One of the fastest-growing optimization fields is derivative-free optimization, or DFO, and Katya Scheinberg is among its pioneers. She has patented DFO software and is coauthor of a textbook published in 2008.

Scheinberg, associate professor of industrial and systems engineering, uses a comparison to explain DFO. As you walk in the dark down a slope into a valley, your feet detect the incline of the slope. When you reach the bottom, your feet detect level space.

“The typical derivative-based algorithm tells you which way is down,” says Scheinberg. “But in DFO, you have to find the bottom of the valley when it is filled with water. You can’t feel the slope, but you can drop an anchor at different points to measure depth.

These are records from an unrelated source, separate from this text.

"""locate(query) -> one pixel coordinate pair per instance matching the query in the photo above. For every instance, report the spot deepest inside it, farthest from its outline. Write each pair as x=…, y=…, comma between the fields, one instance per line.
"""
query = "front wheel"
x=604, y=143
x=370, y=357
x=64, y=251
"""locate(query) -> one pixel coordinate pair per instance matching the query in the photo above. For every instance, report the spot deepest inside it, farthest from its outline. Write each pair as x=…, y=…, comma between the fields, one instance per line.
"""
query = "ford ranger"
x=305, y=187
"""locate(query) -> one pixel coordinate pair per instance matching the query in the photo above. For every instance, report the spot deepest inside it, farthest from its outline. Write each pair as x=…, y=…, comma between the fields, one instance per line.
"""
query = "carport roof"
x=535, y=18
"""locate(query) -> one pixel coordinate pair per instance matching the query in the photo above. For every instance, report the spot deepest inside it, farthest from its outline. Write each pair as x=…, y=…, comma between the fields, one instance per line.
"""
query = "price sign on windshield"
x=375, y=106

“Intuitively, DFO requires much more effort. Our research helps minimize simulation costs by designing intelligent approaches that do not use too many measurements and [that] progress to solutions.”

At IBM, Scheinberg patented software that has been used to fine-tune decisions about wire width, transistor properties, power consumption and other concerns related to circuit design.

At Lehigh, she is working with Prof. Brian Chen of computer science and engineering to detect the binding properties of a class of proteins used in drugs. Chen uses Scheinberg’s algorithm to discover similar patterns in proteins important in drug development.

Optimization has become a hotter field, Scheinberg says, since the web opened up the possibility of building algorithms with large-scale data derived from Internet searches.

“When optimization originated in 1947, algorithms handled 10 variables. Now we have billions. We kept pace before because computer speed increased. But as soon as we thought we could solve anything, along came the web, creating new problems and opportunities. More data allows for new models, and so we’ve seen a boom in interest in optimization in general and in DFO in particular.”